How to convert uint16_t to wide string (std :: wstring)
My question is related to this old question Format specifiers for uint8_t, uint16_t, ...?
Just to repeat the original question, was it related to how to use specifiers for uint8_t, uint16_t, uint32_t and uint64_t with scanf?
The answer to the question was as follows:
sscanf (line, "Value of integer: %" SCNd32 "\n", &my_integer);
But does anyone know how to do this, but the result is a wide string?
t
std::wstring line;
swscanf (line.c_str(), L"Value of integer: %" SCNd16 L"\n", &my_integer);
The sbove line is giving me a concatenation error. I believe because SCNd16 is simply not meant to be extensible?

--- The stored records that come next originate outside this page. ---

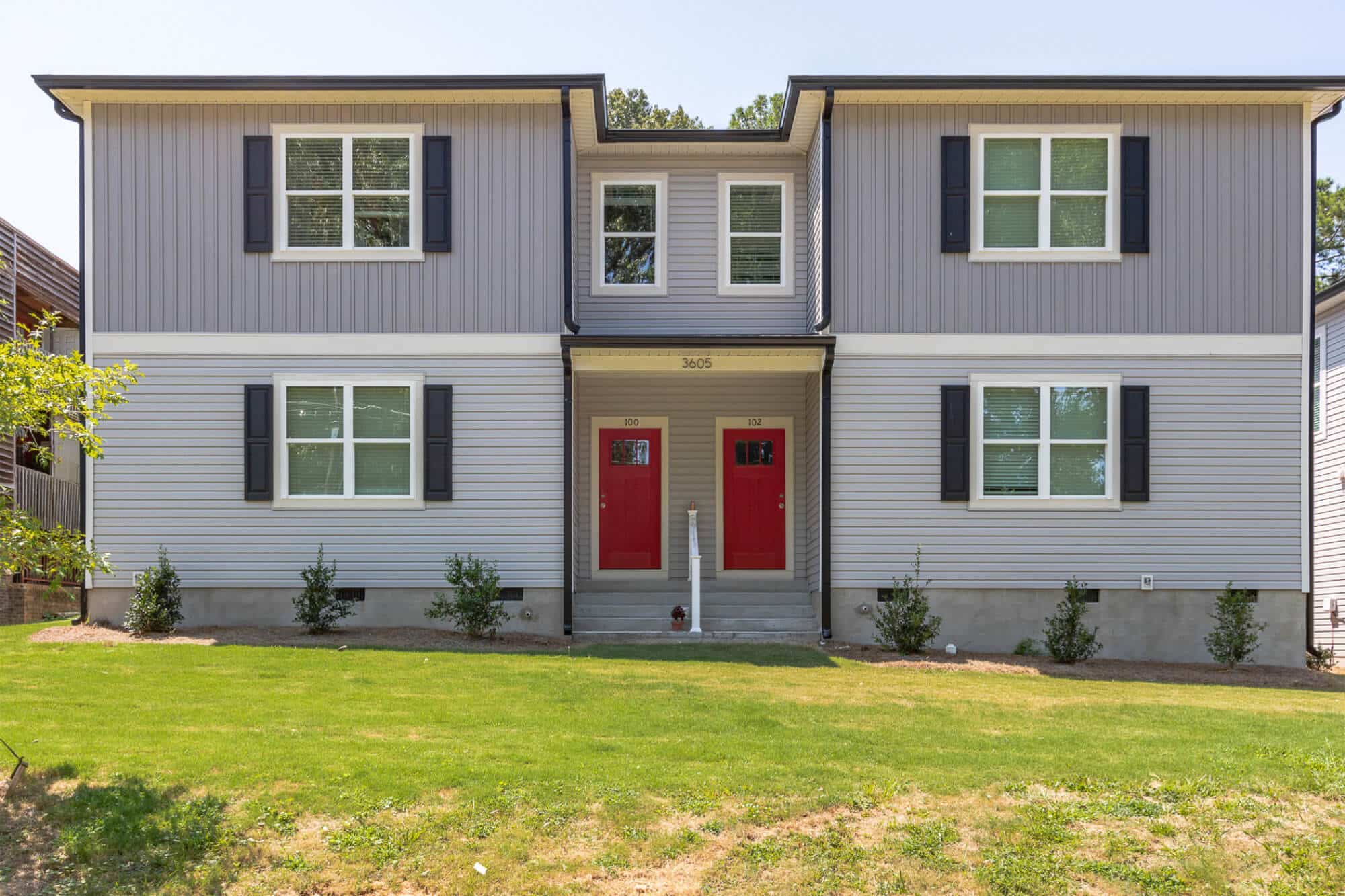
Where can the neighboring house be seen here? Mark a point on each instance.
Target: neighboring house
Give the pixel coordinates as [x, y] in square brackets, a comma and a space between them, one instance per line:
[1038, 327]
[33, 282]
[1328, 421]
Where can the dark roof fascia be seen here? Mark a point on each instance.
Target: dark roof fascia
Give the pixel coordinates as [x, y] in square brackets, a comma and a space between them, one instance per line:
[697, 339]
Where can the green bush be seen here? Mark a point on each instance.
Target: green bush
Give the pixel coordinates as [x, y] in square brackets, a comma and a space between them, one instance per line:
[1237, 633]
[157, 604]
[317, 608]
[905, 623]
[474, 603]
[1067, 638]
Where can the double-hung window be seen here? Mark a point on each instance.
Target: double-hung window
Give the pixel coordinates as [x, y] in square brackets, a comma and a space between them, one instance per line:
[630, 235]
[1046, 193]
[1319, 393]
[1046, 442]
[353, 440]
[348, 193]
[757, 253]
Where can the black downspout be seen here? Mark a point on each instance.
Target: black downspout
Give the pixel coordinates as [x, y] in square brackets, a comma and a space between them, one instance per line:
[567, 214]
[827, 216]
[568, 503]
[84, 350]
[827, 493]
[1312, 439]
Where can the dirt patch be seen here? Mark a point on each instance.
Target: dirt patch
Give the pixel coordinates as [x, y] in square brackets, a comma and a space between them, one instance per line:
[284, 637]
[1100, 669]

My solution currently is to create a std :: string in the original answer and then convert it to a wide string
sscanf_s(line.c_str(), "%" SCNd16 "\n", &sixteenBitInteger)

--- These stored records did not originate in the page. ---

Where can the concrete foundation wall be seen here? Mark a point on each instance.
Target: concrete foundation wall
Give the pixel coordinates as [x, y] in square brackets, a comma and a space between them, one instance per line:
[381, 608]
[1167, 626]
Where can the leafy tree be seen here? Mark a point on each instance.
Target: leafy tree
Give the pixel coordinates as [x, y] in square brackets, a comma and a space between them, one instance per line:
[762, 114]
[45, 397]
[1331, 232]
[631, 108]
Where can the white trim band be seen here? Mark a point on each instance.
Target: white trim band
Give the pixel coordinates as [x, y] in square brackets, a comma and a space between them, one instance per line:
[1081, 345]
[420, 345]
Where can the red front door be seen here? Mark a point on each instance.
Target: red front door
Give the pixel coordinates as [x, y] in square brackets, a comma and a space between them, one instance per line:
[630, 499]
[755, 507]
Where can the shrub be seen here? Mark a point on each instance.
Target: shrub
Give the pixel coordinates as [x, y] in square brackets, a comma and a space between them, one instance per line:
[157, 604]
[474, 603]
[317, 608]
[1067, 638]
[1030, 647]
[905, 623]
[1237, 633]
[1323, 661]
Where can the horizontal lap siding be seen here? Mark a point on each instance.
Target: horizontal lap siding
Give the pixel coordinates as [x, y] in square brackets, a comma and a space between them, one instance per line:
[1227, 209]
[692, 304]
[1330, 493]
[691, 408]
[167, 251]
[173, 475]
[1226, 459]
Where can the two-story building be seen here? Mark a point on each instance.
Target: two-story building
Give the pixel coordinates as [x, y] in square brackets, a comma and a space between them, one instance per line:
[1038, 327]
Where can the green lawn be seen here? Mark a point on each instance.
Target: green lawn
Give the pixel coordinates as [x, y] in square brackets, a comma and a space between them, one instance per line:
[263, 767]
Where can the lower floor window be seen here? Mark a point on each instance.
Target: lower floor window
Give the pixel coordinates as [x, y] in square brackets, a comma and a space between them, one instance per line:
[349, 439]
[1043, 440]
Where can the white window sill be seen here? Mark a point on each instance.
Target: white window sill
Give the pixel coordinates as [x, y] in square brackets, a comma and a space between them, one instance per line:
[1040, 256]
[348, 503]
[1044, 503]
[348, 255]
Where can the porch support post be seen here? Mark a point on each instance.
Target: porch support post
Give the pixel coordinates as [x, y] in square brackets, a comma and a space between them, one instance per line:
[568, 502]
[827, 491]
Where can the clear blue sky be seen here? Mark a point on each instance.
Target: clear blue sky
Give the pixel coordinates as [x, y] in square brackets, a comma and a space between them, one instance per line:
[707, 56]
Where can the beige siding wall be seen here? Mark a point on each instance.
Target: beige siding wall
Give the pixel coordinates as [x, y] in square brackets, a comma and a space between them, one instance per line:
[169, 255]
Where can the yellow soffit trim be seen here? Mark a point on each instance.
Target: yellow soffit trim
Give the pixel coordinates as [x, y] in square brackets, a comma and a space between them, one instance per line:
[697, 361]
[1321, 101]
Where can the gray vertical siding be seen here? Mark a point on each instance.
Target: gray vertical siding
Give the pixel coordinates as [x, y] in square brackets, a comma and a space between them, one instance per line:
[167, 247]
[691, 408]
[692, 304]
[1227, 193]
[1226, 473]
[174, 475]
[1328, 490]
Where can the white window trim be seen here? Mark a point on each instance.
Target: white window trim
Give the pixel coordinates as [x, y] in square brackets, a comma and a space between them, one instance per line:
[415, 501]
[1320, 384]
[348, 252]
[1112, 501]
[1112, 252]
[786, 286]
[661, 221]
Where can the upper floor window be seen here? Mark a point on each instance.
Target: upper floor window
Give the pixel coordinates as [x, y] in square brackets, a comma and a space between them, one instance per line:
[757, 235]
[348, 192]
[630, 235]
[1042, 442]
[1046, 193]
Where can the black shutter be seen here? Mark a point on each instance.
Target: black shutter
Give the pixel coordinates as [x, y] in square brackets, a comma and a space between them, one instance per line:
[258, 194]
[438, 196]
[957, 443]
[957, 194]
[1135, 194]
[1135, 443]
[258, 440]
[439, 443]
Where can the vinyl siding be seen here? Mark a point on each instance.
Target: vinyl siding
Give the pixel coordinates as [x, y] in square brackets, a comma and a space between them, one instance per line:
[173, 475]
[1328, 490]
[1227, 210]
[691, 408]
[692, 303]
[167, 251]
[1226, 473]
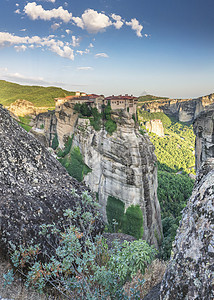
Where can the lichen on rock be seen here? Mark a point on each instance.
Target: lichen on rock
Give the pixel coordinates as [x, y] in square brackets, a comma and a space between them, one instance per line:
[34, 188]
[190, 274]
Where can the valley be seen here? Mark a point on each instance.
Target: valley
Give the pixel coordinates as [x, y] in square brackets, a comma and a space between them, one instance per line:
[134, 157]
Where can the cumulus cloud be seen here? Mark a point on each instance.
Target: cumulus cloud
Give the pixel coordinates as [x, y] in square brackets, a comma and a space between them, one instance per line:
[55, 26]
[136, 26]
[56, 46]
[119, 23]
[81, 52]
[75, 41]
[35, 12]
[93, 21]
[68, 31]
[101, 55]
[85, 68]
[20, 48]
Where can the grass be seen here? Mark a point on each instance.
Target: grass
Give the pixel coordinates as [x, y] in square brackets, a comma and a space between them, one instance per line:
[40, 96]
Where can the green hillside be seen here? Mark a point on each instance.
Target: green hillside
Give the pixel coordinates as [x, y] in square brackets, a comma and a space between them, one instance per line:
[175, 155]
[40, 96]
[150, 98]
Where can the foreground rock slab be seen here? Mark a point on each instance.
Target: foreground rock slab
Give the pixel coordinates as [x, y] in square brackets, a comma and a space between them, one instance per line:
[190, 274]
[34, 188]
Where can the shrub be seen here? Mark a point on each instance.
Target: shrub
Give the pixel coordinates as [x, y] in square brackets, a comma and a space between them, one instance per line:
[55, 142]
[115, 212]
[76, 166]
[110, 126]
[67, 148]
[133, 221]
[130, 258]
[82, 267]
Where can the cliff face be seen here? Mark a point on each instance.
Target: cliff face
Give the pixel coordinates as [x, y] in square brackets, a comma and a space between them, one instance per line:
[204, 131]
[155, 126]
[23, 107]
[34, 188]
[184, 110]
[190, 274]
[124, 166]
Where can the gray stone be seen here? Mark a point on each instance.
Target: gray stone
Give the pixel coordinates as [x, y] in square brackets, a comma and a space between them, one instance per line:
[34, 188]
[190, 274]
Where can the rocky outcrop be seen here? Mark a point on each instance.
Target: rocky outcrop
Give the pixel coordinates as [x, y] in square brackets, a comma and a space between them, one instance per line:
[44, 128]
[190, 274]
[66, 121]
[23, 107]
[34, 188]
[204, 131]
[184, 110]
[124, 166]
[155, 126]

// code here to check for EOF and EINVAL
//then I convert it
typedef std::codecvt_utf8<wchar_t> ConverterType;
std::wstring_convert<ConverterType, wchar_t> converter;
std::wstring convertedString = converter.from_bytes(line);
but this is pretty ugly and I'm sure there must be a more polished way to do this conversion? If it helps to understand my usage, I am using the uint16_t type to store the port number for the webserver, but I want it to be able to convert it to a wide string since that is the expected display type. I also use C ++ 11, if that changes the answer at all, and I have access to the boost libraries, although I would rather not use them.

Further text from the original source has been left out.